Tuvo dinero dos meses después. Ya estábamos entrando al invierno, pero ella se compró ropa de verano, ¿quién las entiende? No les contaré eso claro, sino lo bien que le quedaban aquellos pantalones ajustados y esas falditas. Se probó muchas y decidió llevarse puesta una mini jean azul en conjunto con un escote que pronunciaba más sus pequeños senos; aquellas piernas salieron como diamantes de su escondite y su rostro se llenó de vergüenza mientras cruzábamos las puertas del centro comercial. Yo como siempre, mal vestido obviamente. Pero ella, enojó a Jehová y al Diablo con aquella malacrianza. Caminamos felices hasta su casa, dejamos todas sus bolsas y nos fuimos a ver una película, volvimos hasta mi casa, la invité a pasar, quise acostarme con ella, pero, recordó su amor divino y me dejó en casa, solo.
Nunca la volví a ver en esos trajes. Hace unos días nos cruzamos en la calle, estaba con su faldón,
-¿Qué fue de aquella mini? -le pregunté.
-La tengo en casa, escondida para que mi padre no la vea -me dijo.

7 abr. 2009

TODO ES CASI NADA

Muchachas, cuéntenme las más terribles penas, para decir –ah, y yo quejándome por mis desamores- dije al penetrar en la sala de ensayo del genio musical desconocido, Richard Gómez, popularmente conocido como “Lito”.

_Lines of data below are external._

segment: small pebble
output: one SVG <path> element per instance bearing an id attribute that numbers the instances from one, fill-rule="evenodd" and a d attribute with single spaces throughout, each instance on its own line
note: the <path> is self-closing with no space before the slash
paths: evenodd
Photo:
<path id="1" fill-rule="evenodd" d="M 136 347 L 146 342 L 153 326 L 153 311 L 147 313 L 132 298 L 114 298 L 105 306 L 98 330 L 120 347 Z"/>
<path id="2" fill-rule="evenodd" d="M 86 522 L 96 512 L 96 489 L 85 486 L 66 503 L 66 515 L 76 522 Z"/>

Cuentan algunas que lo conocen desde la infancia que era delgado y medio ciego. Sin embargo, yo lo conocí a sus diecisiete años y ya era bastante musculoso como para sospechar que hace poco le decían “pollito ciego”.

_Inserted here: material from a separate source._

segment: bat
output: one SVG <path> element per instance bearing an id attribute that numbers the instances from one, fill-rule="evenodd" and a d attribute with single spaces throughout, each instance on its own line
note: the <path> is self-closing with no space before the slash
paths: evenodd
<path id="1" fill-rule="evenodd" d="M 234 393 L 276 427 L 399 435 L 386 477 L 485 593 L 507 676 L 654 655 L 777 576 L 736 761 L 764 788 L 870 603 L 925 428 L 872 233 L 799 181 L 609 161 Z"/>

Esa tarde estaba en su sala rodeado como siempre de hermosas chicas, tres en total, dos conocidas que se alegraron de verme: Hola Julián “mongolito”- dijeron, y me robaron una sonrisa que me hizo entrar en confianza y ubicarme en medio de ellas sentándome en el viejo sofá heredado de algún chatarrero callejero.

Lito se me acercó y me tendió la mano, luego comentó sobre su nueva composición que a mi juicio sonaba muy mal –Suena horrible- le dije.
-Es ultra super heavy metal, tú no entiendes esto romanticon- respondió burlón –que vas a entender pues, si tu te cortas las venas con Sandro.
-Sandro es de puta madre.
-Sandro es el marica más grande que parió la Argentina.
-No solo es Sandro. Esta Sabina, Perales, Iglesias.
-Tu estas muerto, has perdido todo mi respeto.
-Jajaja…
-¿Quieres ir a la playa?
-A donde tú me lleves- respondí brincando porque sentí una mano en mi entrepierna.
-Mongolito, dijo Mi, sonriendo. Este Lito estaba arruinándole la vida a tres chicas muy bonitas.

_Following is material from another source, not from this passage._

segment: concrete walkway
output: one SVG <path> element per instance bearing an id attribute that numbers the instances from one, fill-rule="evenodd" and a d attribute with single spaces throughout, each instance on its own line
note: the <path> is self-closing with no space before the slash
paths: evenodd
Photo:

Subimos a su Toyota del 93 rumbo a la costa verde, ardiendo por el sol, escuchando los chillidos de Axl Rose. Li, Mi estaban atrás conmigo, adelante, Lito y su chica favorita, Lorena.

Entonces sucedió lo que más me gusta, pero no así.
¿Quiero ser tu enamorada?- dijo Mi
Si, es lo que más desea ella- dijo Li.
Nos quedamos en silencio entonces, no hubo más, nada más. Se quería llevar mi corazón con un corto y ensayado “quiero ser tu enamorada”.
Hasta hoy, le he dado todo, pero no mi alegre y melancólico corazón.